这是斯坦福大学 常微分方程课程的代写成功案例。
Math220课程简介
Grading policy: The grade will be based on the weekly homework (25%), on the in-class midterm exam (30%) and on the in-class (i.e. not take-home, to take place during finals week, as designated by the registrar) final exam (45%).
The homework will be due in class or in the instructor’s mailbox by 9am on the designated day, which will usually (but not always) be Fridays. You are allowed to discuss the homework with others in the class, but you must write up your homework solution by yourself. Thus, you should understand the solution, and be able to reproduce it yourself. This ensures that, apart from satisfying a requirement for this class, you can solve the similar problems that are likely to arise on the exams.
Prerequisites
Course Description : We will cover most of the textbook. This includes formulating physical systems as differential equations, learning various methods to solve them, basics of infinite series and how to use them to solve differential equations, studying linear and nonlinear systems of differential equations, and topological methods.
Learning Outcomes:: The broad learning goals of the course are:
Model various physical phenomena with differential equations
Understand that solutions to differential equations can be addressed with both exact methods and qualitative methods
Math220 Ordinary Differential Equations HELP(EXAM HELP, ONLINE TUTOR)

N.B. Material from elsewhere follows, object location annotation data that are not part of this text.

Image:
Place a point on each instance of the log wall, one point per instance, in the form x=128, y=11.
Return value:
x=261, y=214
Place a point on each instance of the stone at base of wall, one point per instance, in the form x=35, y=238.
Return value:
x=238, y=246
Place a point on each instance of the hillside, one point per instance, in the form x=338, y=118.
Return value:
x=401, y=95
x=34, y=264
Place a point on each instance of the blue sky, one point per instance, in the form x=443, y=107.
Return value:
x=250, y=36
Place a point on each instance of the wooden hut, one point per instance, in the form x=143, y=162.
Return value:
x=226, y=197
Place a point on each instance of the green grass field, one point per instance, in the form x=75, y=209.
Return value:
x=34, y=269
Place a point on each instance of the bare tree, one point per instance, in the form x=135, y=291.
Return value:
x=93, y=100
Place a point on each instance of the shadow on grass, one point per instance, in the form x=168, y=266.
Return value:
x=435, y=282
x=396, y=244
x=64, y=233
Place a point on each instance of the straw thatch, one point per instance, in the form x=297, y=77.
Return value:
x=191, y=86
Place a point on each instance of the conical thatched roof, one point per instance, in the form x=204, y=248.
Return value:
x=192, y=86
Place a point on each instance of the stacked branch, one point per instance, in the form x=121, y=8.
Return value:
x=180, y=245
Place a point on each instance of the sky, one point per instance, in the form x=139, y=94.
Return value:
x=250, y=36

Roughly sketch the slope field associated to the first-order ODE
$$
\frac{d y}{d x}=\frac{x}{y} .
$$
(Note that along the line $y=0$ the slope is infinite, so you should draw a vertical line there.) Sket ch the int egral curve for each of the following initial conditions: $y(0)=2$, $y(2)=0$, and $y(-1)=-1$
Solve the general non-homogeneous first-order linear ODE with constant coefficients
$$
\frac{d y}{d x}+a y=b
$$
using the same method we used in class to solve the homogeneous version $y^{\prime}+a y=0$.
Solve the IV P
$$
\frac{d y}{d x}=-3 x^2 y^2, \quad y(0)=1 .
$$
If we wanted $y(0)=0$ instead, what would be the solution?
Consider the ODE
$$
\frac{d y}{d x}=\frac{\sin (x)^2 x y}{2-e^x}
$$
Is it linear? Does there exist a solution with $y(0)=0$ ? What is the interval of validity for the solution?

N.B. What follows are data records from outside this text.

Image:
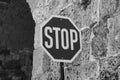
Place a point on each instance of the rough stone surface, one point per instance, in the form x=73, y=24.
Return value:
x=98, y=21
x=16, y=40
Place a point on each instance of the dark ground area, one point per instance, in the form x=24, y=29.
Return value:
x=16, y=40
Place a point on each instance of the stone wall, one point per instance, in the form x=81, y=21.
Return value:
x=98, y=21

Consider the partial differ ential equation
$$
\frac{\partial f}{\partial x}+y \frac{\partial f}{\partial y}=f
$$
for the two-variable function $f(x, y)$. Check that both
$$
f(x, y)=e^x, \quad f(x, y)=e^x+y
$$
are solutions satisfying the initial condition that $f(x, 0)=e^x$ for all $x$. So we see that IVPs for PDEs do not have unique solutions, and that something special happens for ODEs to guarantee uniqueness.
MY-ASSIGNMENTEXPERT™可以为您提供STANFORD MATH220 ORDINARY DIFFERENTIAL EQUATIONS常微分方程的代写代考和辅导服务!